Procter & Gamble (P&G) maintained its spot atop the rankings with $3.34 billion in spending, up 3.3 percent versus last year. In contrast, Johnson & Johnson reduced its advertising budgets by 19.8 percent and fell from the fourth position to ninth position in the rankings.
General Motors (GM) barely held onto the number two spot and finished the year with $2.29 billion in spending, a reduction of $710 million or 23.7 percent decrease versus 2005. To put this in perspective, only 29 advertisers spent more than $710 million in 2006. A year ago, GM was the second largest advertiser behind P&G by just $220 million. The gap between the two advertisers is now more than $1 billion.
Elsewhere in the auto industry, DaimlerChrysler reduced its advertising by 10.7 percent, to $1.42 billion while Ford Motor Company, despite flat budgets in the fourth quarter, increased its full year outlays by 8.5 percent to $1.70 billion.
Telecommunications companies continued their vigorous spending with AT&T up 30.8 percent to $2.20 billion and Verizon Communications up 10.4 percent to $1.94 billion.
Ad Spending by Category
Although its fourth quarter spending rate eased, Telecommunications was the top spending category in 2006 at $9.43 billion, finishing at a gain of 10.3 percent. Nearly half of the sector increase was attributable to AT&T. The intense competition in this arena is reflected in the double-digit growth rates of ad budgets at nearly all the key companies including AT&T, Verizon, Comcast, Deutsche Telekom and Vonage.
Foreign Auto claimed the second spot at $8.73 billion, a drop of 1.2 percent from 2005. Higher levels of factory and dealer ad spend behind the Toyota brand were offset by large reductions at Nissan and Volkswagen. Domestic Auto expenditures tumbled 11.7 percent to $7.62 billion due to General Motors and DaimlerChrysler cutbacks, pushing the category down to the number six position. Automotive advertising has now declined for six consecutive quarters.
The highest growth rate among the top 10 categories was registered by Pharmaceuticals which jumped 13.8 percent to $5.29 billion. This was due to the strength of Merck’s marketing launch of an HPV vaccine and increased advertising activity at Pfizer and Astrazeneca.
Local Services & Amusements continued to expand, up 10.3 percent to $8.69 billion.
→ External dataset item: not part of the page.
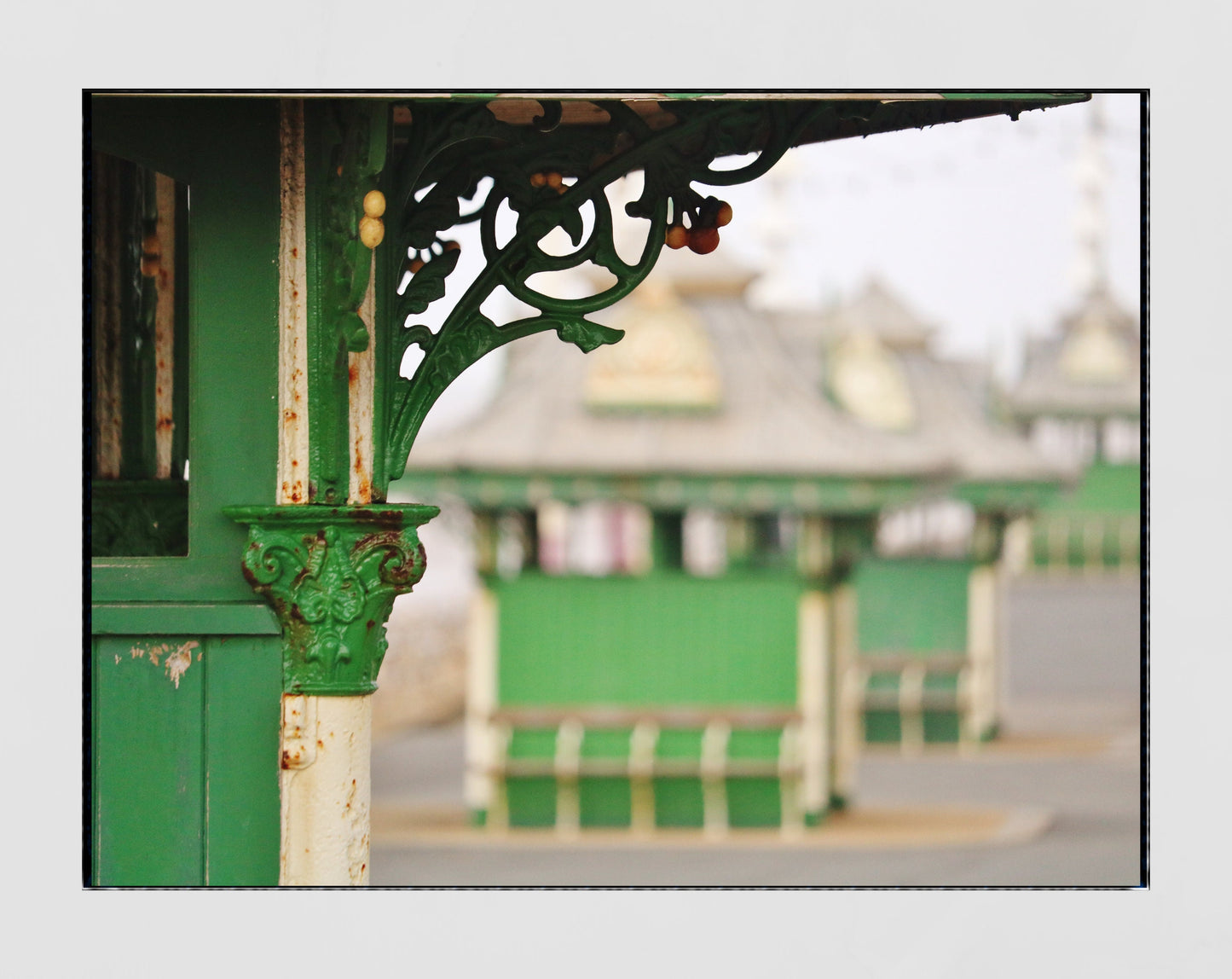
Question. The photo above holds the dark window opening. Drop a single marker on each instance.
(140, 359)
This segment is a diversified mix of small advertisers outside the Top 500 rankings whose collective size and multi-media budgets have made it an important contributor to the overall advertising economy.
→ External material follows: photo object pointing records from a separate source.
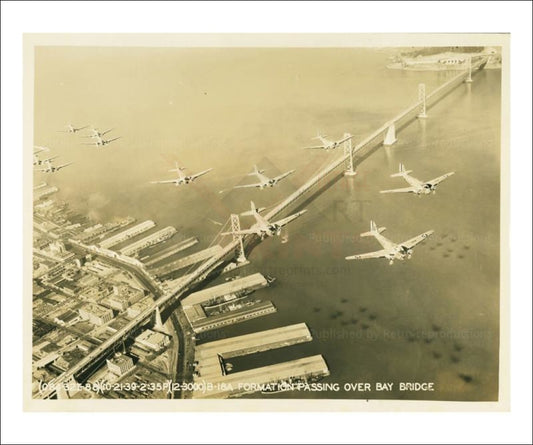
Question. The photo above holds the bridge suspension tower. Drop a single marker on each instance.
(348, 151)
(235, 228)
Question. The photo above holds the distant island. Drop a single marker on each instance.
(444, 58)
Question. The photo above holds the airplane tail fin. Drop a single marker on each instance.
(401, 171)
(177, 169)
(319, 136)
(256, 171)
(374, 230)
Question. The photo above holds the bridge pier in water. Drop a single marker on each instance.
(236, 227)
(469, 77)
(390, 137)
(348, 152)
(422, 99)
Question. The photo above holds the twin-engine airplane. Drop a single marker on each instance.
(391, 251)
(327, 144)
(99, 142)
(181, 179)
(39, 149)
(95, 133)
(37, 161)
(418, 187)
(264, 180)
(263, 227)
(49, 168)
(71, 129)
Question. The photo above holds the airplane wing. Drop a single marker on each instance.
(258, 184)
(197, 175)
(402, 190)
(316, 147)
(377, 254)
(416, 240)
(63, 165)
(438, 180)
(284, 175)
(169, 181)
(288, 219)
(344, 139)
(240, 232)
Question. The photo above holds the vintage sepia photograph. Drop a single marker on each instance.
(239, 219)
(266, 222)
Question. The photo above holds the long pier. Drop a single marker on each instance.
(199, 274)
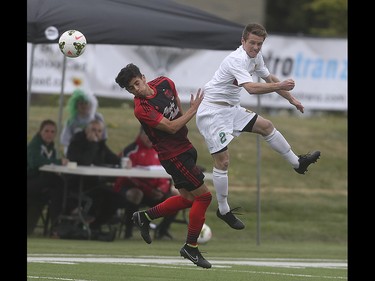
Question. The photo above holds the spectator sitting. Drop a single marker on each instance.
(144, 191)
(43, 187)
(82, 109)
(88, 147)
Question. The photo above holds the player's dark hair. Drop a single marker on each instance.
(254, 28)
(126, 74)
(46, 123)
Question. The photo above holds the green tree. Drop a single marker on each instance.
(323, 18)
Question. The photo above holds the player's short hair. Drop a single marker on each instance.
(254, 28)
(126, 74)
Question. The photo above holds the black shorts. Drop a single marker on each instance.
(184, 171)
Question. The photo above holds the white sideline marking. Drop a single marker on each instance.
(296, 263)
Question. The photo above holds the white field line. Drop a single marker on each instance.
(295, 263)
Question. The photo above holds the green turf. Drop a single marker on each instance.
(301, 216)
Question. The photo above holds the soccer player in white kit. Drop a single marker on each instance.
(220, 117)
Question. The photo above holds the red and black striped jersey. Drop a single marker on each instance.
(150, 111)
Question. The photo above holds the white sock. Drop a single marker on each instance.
(277, 141)
(220, 181)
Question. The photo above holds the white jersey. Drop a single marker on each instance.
(236, 69)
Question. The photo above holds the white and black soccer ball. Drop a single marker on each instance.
(205, 235)
(72, 43)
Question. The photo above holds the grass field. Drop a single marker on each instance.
(302, 221)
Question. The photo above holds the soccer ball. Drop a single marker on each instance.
(72, 43)
(205, 234)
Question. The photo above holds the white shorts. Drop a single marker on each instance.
(219, 124)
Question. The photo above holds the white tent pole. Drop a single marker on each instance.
(258, 173)
(61, 105)
(29, 85)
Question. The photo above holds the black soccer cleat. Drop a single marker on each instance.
(141, 221)
(305, 160)
(231, 219)
(193, 254)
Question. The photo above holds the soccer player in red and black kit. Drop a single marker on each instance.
(158, 109)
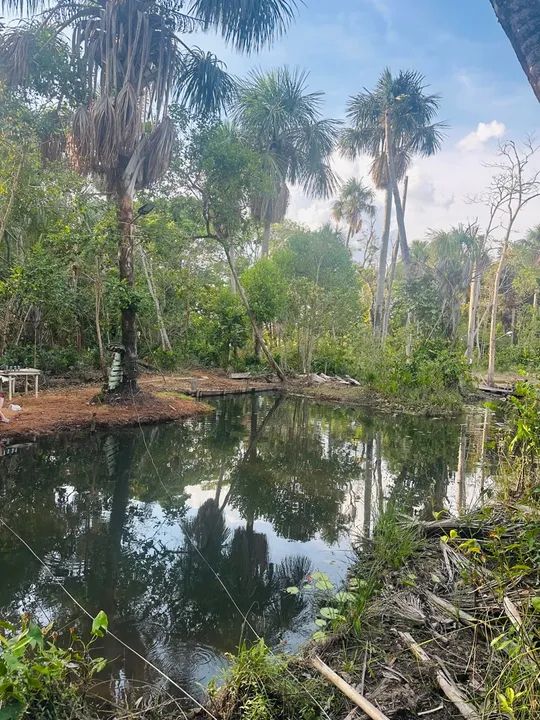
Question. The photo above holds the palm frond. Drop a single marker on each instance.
(281, 118)
(17, 50)
(158, 151)
(203, 83)
(246, 24)
(401, 98)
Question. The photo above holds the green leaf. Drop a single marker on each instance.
(324, 584)
(13, 711)
(535, 602)
(329, 613)
(100, 624)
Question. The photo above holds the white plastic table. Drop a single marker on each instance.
(25, 373)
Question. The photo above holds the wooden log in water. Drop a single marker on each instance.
(363, 703)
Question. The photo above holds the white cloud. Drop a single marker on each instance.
(483, 133)
(440, 192)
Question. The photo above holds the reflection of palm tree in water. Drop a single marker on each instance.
(242, 563)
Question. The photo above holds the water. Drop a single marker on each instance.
(262, 492)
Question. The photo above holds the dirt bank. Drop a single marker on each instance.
(164, 398)
(70, 410)
(442, 404)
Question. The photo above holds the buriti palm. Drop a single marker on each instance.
(128, 62)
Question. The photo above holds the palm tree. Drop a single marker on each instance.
(392, 123)
(132, 62)
(282, 121)
(354, 202)
(520, 20)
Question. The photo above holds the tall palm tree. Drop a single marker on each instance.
(520, 20)
(132, 61)
(283, 122)
(355, 201)
(391, 124)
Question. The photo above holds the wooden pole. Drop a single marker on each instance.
(362, 702)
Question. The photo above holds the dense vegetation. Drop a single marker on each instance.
(191, 260)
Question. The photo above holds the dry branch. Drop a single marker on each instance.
(362, 702)
(448, 686)
(450, 609)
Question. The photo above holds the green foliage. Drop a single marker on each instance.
(261, 686)
(266, 290)
(522, 438)
(221, 327)
(394, 542)
(39, 678)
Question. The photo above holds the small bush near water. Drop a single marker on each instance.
(42, 679)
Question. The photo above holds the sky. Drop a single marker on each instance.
(465, 57)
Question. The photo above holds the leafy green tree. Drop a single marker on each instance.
(282, 122)
(355, 201)
(391, 124)
(134, 61)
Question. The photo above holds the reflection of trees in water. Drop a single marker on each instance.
(97, 511)
(297, 476)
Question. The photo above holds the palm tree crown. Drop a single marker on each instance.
(128, 61)
(354, 202)
(410, 111)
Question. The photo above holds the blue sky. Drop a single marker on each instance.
(465, 57)
(457, 44)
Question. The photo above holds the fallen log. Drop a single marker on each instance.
(446, 684)
(467, 528)
(363, 703)
(450, 609)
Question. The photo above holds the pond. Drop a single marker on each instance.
(178, 531)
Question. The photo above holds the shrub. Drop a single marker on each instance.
(39, 679)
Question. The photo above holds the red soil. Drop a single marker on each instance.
(68, 408)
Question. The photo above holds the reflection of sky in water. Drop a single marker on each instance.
(348, 461)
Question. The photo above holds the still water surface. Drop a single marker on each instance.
(262, 492)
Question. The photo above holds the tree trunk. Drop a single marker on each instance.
(400, 216)
(520, 20)
(494, 307)
(474, 299)
(368, 487)
(264, 347)
(381, 275)
(392, 271)
(265, 245)
(97, 320)
(125, 268)
(148, 272)
(461, 487)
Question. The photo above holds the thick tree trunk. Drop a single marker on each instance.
(381, 274)
(125, 268)
(148, 272)
(494, 308)
(265, 244)
(392, 271)
(264, 347)
(474, 299)
(520, 20)
(461, 487)
(97, 319)
(400, 215)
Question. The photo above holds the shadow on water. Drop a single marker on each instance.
(260, 493)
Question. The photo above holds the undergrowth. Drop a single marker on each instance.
(43, 676)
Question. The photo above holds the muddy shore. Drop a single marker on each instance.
(69, 407)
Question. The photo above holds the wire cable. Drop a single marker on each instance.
(109, 632)
(214, 572)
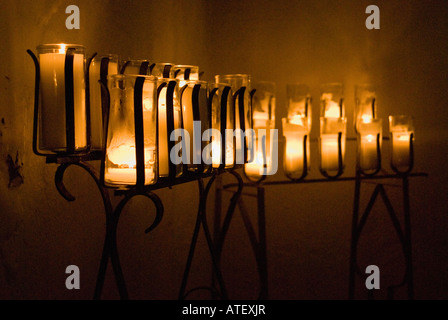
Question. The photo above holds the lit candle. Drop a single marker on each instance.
(401, 156)
(294, 154)
(125, 172)
(255, 167)
(402, 129)
(163, 136)
(368, 143)
(329, 152)
(96, 110)
(332, 110)
(332, 126)
(295, 131)
(368, 154)
(120, 165)
(52, 89)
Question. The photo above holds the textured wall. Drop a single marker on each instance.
(308, 226)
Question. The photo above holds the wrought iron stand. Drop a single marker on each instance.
(110, 250)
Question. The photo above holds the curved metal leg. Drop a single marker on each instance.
(404, 237)
(113, 231)
(59, 175)
(202, 220)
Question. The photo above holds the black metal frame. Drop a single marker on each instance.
(69, 106)
(81, 159)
Financial Services (+2.0%) and Personal Care Products (+1.1%) eked out small gains.
Branded Entertainment
TNS Media Intelligence continuously monitors Branded Entertainment within network prime time and late night programming. The tracking identifies Brand Appearances and measures their duration and attributes. Given the short length of many Brand Appearances, duration is a more relevant metric than a count of occurrences for quantifying and comparing the gross amount of brand activity that viewers are potentially exposed to in the program versus in the commercial breaks.
In the fourth quarter of 2006, an average hour of monitored prime time network programming contained 5 minutes, 10 seconds (5:10) of in-show Brand Appearances and 18:11 of commercial messages. The combined total of 23:21 of marketing content represents 39 percent of a prime time hour.
Unscripted reality programming had an average of 8:55 per hour of Brand Appearances as compared to just 2:34 per hour for scripted programs such as sitcoms and dramas. Late night network talk shows had even higher levels, averaging 10:17 per hour. The combined load of Brand Appearances and paid ad messages in these shows approached 33 minutes per hour, or 55 percent of total content time.